I reproduce the content of the articles here, since it is permit. Happy reading :-)

Here an example:
Quantum Nonlocality and Nonspatiality
In the early eighties physicist Alain Aspect and colleagues performed an experiment that confirmed the so-called Bell's Inequality Principle. Without going into the details of the experiment, I'll just say that it proved a major prediction of quantum theory, one that Einstein objected to in a famous paper describing a thought experiment that became known as the EPR (Einstein, Podolsky, Rosen) paradox. Two entangled photons can be millions of miles apart and yet, if the polarity of one photon flips, the other will flip simultaneously. To a lot of classical physicists such as Einstein, the existence of nonlocal phenomena would mean that the two photons are communicating at superluminal speeds which is a no-no.

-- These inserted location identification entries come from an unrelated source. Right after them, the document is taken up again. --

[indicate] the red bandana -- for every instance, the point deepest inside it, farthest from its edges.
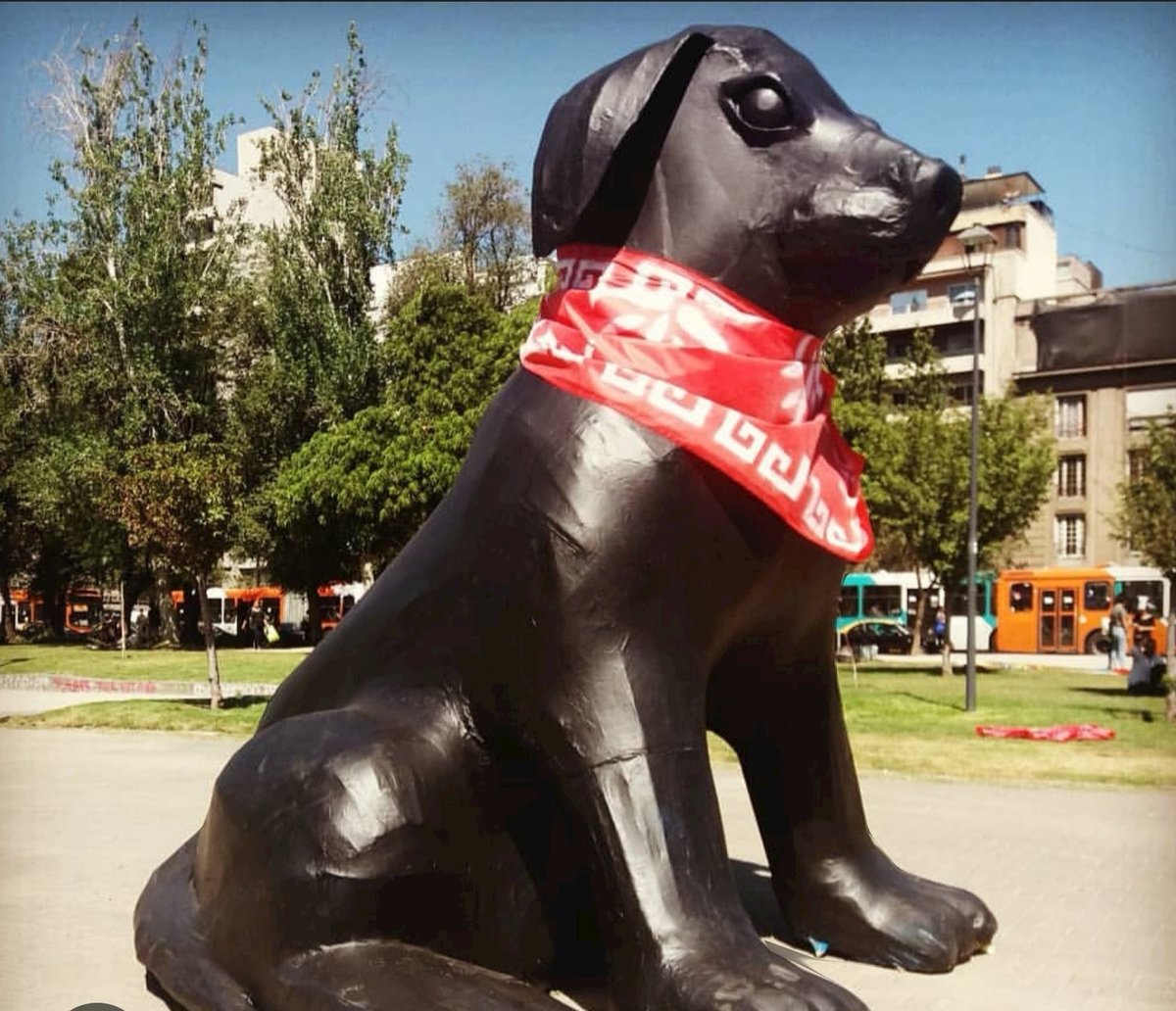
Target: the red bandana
(710, 371)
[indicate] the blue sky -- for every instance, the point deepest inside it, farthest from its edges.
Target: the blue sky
(1079, 94)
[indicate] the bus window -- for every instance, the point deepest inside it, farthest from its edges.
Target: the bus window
(1097, 597)
(882, 601)
(1021, 597)
(1065, 621)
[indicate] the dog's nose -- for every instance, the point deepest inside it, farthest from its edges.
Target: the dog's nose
(938, 187)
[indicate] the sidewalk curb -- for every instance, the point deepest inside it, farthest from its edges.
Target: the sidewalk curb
(185, 689)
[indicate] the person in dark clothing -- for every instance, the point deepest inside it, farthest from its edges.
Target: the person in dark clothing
(258, 624)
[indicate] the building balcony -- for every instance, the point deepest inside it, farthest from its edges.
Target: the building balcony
(939, 311)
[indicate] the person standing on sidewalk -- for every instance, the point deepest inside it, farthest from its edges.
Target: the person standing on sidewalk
(258, 626)
(1117, 658)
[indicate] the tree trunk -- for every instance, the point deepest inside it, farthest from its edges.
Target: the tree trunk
(1170, 658)
(916, 640)
(215, 693)
(164, 624)
(9, 633)
(313, 615)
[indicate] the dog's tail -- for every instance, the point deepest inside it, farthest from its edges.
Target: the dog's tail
(169, 941)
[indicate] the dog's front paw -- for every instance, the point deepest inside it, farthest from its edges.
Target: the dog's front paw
(746, 980)
(867, 909)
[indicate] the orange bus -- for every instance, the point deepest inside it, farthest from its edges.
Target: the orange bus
(1068, 610)
(82, 616)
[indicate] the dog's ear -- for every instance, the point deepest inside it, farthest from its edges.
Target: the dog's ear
(603, 140)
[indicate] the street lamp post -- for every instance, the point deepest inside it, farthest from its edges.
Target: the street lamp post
(977, 246)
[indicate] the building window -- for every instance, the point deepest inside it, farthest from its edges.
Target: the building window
(1070, 416)
(908, 301)
(1071, 476)
(1136, 464)
(1070, 536)
(962, 295)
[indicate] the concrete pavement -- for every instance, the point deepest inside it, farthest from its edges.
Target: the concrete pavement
(1082, 881)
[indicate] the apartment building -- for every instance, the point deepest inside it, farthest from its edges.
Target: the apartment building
(1106, 358)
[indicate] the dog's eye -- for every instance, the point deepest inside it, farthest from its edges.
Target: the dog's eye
(764, 109)
(761, 110)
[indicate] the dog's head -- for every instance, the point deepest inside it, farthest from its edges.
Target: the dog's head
(723, 150)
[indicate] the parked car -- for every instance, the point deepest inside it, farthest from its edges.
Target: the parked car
(879, 635)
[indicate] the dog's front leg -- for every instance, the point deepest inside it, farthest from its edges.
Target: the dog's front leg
(776, 702)
(644, 809)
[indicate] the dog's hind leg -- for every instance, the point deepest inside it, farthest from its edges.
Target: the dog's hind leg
(169, 943)
(834, 886)
(339, 847)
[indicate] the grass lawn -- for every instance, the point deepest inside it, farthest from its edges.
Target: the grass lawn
(263, 667)
(912, 723)
(906, 722)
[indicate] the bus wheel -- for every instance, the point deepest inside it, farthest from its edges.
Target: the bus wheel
(1097, 642)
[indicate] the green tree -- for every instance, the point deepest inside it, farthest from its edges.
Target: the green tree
(487, 221)
(362, 489)
(126, 276)
(313, 360)
(1146, 522)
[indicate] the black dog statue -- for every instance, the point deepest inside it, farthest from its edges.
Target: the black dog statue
(492, 780)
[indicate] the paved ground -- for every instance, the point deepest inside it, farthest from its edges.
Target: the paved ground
(1082, 881)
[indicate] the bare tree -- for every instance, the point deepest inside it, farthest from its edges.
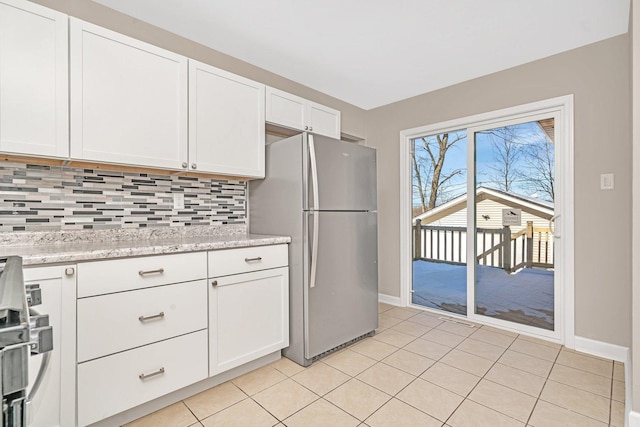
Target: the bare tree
(508, 151)
(540, 162)
(430, 175)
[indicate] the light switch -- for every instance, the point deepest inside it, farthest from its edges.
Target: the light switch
(178, 200)
(607, 181)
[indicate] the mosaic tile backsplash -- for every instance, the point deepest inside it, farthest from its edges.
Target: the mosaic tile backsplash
(55, 198)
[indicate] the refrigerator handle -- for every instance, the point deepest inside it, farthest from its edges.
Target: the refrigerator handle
(314, 172)
(314, 183)
(314, 250)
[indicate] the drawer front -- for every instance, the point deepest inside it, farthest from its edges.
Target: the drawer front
(103, 277)
(116, 322)
(112, 384)
(244, 260)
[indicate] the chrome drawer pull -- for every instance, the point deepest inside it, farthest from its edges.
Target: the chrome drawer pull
(158, 271)
(155, 316)
(152, 374)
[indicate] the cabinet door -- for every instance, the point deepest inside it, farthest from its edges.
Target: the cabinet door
(248, 317)
(285, 109)
(34, 73)
(128, 100)
(226, 122)
(54, 404)
(323, 120)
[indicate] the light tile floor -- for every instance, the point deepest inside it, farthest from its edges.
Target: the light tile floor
(418, 370)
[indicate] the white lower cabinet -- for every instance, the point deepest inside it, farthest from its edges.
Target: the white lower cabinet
(144, 315)
(54, 404)
(112, 384)
(248, 317)
(147, 326)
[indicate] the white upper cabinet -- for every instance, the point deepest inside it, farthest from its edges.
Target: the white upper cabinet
(291, 111)
(128, 100)
(226, 122)
(34, 92)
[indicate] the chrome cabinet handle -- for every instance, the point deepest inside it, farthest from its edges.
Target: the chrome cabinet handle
(152, 374)
(155, 316)
(158, 271)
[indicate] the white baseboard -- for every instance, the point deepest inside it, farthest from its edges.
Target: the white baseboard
(602, 349)
(388, 299)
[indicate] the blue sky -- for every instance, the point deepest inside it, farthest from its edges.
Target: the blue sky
(456, 158)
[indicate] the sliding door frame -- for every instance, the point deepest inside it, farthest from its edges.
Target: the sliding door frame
(562, 109)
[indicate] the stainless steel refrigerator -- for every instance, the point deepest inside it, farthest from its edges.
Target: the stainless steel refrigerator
(322, 193)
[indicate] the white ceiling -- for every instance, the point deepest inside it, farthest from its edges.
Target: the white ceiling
(373, 52)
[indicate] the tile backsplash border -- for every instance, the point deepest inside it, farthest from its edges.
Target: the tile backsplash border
(37, 198)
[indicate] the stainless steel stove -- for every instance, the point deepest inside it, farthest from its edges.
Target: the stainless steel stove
(23, 332)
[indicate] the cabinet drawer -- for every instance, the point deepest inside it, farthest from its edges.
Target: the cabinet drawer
(244, 260)
(103, 277)
(112, 384)
(111, 323)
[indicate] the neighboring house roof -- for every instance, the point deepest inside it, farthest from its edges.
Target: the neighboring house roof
(531, 204)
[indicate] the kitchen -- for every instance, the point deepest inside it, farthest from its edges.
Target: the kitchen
(122, 206)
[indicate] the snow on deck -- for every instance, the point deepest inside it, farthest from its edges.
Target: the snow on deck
(524, 297)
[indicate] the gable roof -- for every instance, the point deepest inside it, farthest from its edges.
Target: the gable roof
(543, 207)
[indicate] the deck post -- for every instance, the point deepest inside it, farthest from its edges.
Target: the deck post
(506, 246)
(529, 240)
(417, 242)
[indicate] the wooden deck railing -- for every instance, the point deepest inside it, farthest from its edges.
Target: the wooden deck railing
(529, 247)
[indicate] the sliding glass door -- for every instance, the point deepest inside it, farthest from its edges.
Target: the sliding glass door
(439, 174)
(483, 233)
(513, 184)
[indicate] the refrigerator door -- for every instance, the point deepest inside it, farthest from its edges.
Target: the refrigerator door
(341, 175)
(343, 302)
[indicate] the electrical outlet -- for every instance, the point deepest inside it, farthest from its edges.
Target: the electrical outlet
(607, 181)
(178, 200)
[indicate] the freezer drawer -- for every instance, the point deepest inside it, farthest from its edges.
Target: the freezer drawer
(342, 299)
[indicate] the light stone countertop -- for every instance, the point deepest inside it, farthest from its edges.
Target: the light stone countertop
(41, 248)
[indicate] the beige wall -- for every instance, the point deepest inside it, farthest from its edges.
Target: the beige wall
(353, 118)
(635, 349)
(598, 76)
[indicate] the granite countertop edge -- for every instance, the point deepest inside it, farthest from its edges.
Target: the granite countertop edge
(94, 251)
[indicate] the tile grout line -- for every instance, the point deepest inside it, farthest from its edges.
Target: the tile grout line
(466, 397)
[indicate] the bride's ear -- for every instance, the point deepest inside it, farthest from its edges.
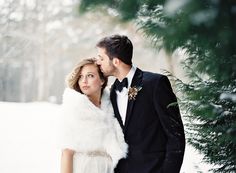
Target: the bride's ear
(116, 61)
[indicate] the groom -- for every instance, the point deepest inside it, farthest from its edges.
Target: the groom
(141, 100)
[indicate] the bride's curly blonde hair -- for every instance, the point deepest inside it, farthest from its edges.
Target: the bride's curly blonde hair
(73, 77)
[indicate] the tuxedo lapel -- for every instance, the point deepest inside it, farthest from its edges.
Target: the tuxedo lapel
(115, 107)
(136, 82)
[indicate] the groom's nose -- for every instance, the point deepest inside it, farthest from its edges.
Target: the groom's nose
(98, 61)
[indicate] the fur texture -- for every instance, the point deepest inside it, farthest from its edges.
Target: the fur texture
(85, 127)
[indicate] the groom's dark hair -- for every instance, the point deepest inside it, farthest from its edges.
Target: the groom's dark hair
(118, 46)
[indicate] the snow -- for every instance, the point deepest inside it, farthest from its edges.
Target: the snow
(28, 140)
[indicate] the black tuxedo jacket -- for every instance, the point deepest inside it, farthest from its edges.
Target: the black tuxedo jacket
(153, 129)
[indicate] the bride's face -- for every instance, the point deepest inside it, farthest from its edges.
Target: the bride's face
(89, 81)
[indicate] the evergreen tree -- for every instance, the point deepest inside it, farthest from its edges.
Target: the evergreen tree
(206, 31)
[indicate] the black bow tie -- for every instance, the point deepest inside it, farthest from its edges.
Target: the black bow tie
(119, 85)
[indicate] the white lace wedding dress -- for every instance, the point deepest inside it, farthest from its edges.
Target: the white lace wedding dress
(93, 133)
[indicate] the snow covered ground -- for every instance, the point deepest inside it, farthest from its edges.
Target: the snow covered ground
(28, 140)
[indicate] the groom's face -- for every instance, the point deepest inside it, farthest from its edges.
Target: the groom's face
(106, 65)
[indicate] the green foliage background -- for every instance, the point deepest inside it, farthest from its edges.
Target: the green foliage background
(206, 31)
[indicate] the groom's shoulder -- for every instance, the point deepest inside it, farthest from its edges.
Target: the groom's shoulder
(152, 76)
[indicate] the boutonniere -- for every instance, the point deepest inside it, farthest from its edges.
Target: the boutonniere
(133, 92)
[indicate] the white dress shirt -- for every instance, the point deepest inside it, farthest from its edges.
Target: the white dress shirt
(122, 97)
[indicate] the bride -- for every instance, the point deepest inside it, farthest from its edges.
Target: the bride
(91, 138)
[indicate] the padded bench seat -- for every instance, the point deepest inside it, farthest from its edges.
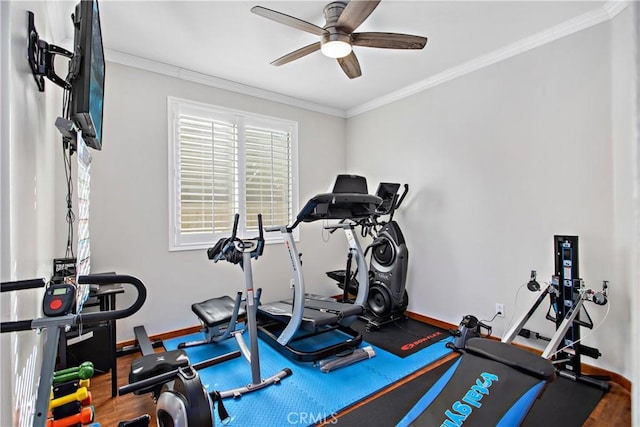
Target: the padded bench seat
(216, 311)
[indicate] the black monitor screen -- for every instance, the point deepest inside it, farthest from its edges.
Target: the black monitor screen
(87, 91)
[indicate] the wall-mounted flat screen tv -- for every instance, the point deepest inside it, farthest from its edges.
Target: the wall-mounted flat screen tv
(87, 87)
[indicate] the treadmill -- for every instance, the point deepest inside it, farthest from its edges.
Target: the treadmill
(308, 328)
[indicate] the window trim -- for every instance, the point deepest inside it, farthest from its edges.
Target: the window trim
(175, 105)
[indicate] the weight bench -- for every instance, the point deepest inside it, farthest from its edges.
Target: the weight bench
(492, 384)
(219, 317)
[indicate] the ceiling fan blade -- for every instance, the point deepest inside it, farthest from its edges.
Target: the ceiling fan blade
(290, 21)
(389, 40)
(297, 54)
(350, 65)
(355, 13)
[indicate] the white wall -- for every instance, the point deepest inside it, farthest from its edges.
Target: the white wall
(29, 145)
(499, 161)
(129, 201)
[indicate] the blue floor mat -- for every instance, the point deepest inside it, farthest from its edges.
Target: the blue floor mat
(308, 396)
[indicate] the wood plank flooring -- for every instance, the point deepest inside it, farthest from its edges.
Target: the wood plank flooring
(613, 410)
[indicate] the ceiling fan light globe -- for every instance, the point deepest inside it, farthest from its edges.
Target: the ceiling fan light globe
(336, 49)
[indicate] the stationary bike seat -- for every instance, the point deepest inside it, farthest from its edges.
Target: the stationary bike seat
(216, 311)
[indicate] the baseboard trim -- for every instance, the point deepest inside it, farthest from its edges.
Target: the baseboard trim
(586, 368)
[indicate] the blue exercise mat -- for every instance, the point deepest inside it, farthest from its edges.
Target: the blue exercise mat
(307, 397)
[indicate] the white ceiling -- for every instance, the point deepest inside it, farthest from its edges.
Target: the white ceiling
(223, 39)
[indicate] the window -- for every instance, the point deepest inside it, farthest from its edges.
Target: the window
(223, 162)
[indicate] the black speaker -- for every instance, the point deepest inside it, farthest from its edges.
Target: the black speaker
(388, 273)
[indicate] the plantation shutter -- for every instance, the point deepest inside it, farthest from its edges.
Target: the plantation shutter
(268, 171)
(223, 162)
(208, 165)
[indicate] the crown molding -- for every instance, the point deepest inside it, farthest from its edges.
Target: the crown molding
(581, 22)
(208, 80)
(601, 14)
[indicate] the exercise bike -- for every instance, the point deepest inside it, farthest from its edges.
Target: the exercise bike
(387, 298)
(181, 399)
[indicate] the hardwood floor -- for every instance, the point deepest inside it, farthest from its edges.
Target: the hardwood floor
(613, 410)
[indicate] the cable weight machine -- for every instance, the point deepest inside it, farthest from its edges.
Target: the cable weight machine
(567, 294)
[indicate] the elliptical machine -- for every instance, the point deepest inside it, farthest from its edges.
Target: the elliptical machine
(387, 299)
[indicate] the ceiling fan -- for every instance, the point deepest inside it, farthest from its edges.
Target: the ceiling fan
(337, 35)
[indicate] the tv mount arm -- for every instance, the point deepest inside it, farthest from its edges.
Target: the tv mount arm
(41, 57)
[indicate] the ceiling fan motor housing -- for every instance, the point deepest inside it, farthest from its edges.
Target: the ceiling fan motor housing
(332, 12)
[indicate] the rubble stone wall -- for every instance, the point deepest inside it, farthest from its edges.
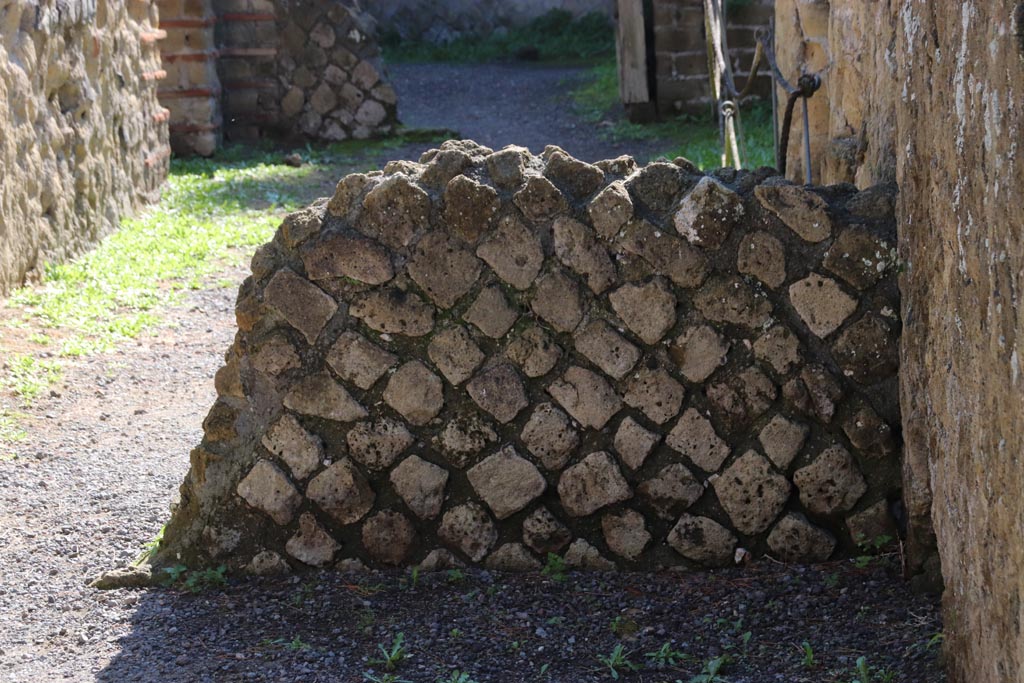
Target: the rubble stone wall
(487, 356)
(83, 139)
(928, 94)
(443, 22)
(301, 69)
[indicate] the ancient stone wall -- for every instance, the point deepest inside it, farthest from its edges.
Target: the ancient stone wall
(852, 45)
(444, 20)
(961, 125)
(487, 356)
(242, 70)
(681, 52)
(83, 139)
(928, 93)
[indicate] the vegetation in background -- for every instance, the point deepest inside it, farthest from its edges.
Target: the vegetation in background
(213, 213)
(693, 137)
(555, 36)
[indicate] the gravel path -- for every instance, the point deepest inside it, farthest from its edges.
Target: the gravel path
(499, 104)
(107, 452)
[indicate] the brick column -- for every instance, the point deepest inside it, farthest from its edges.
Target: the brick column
(192, 90)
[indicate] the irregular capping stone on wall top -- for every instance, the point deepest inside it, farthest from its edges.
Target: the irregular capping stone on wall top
(485, 356)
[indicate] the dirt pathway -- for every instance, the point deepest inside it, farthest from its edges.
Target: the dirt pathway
(499, 104)
(105, 453)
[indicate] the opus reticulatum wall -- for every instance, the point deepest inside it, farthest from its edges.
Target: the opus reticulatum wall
(487, 356)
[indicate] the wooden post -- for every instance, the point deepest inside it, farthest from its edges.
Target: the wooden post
(631, 51)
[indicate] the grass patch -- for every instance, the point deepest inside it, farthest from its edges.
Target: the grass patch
(28, 377)
(555, 36)
(696, 138)
(212, 215)
(10, 432)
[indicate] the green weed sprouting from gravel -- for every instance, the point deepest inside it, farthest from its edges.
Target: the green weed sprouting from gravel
(711, 673)
(28, 377)
(10, 432)
(554, 567)
(617, 662)
(458, 677)
(666, 656)
(393, 655)
(384, 678)
(808, 660)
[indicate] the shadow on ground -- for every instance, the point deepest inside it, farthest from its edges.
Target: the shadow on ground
(503, 628)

Einstein called it "spooky action at a distance." Many have refused to accept the completeness and even the correctness of QM for this reason. But the superluminal objection is flawed in my opinion, because it assumes the physical existence of space. As soon as one realizes that there is no space then it is easy to see that there is no superluminal or any sort of communication taking place between the entangled photons. Particles do not exist in space, they just exist. There is no spooky action at a distance because there is no distance between particles. This is not the same as saying that the distance is zero; distance simply does not exist: it is abstract. More precisely, it is the abstract vector difference between two positional properties. The entangled polarities are facets of the same coin. In other words, nonlocality is equivalent to nonspatiality. Nature is able to apply its principles of conservation "everywhere" because the universe is one. Not one in the sense of a single point or location (there is no location) but one in the sense of yin-yang complementarity.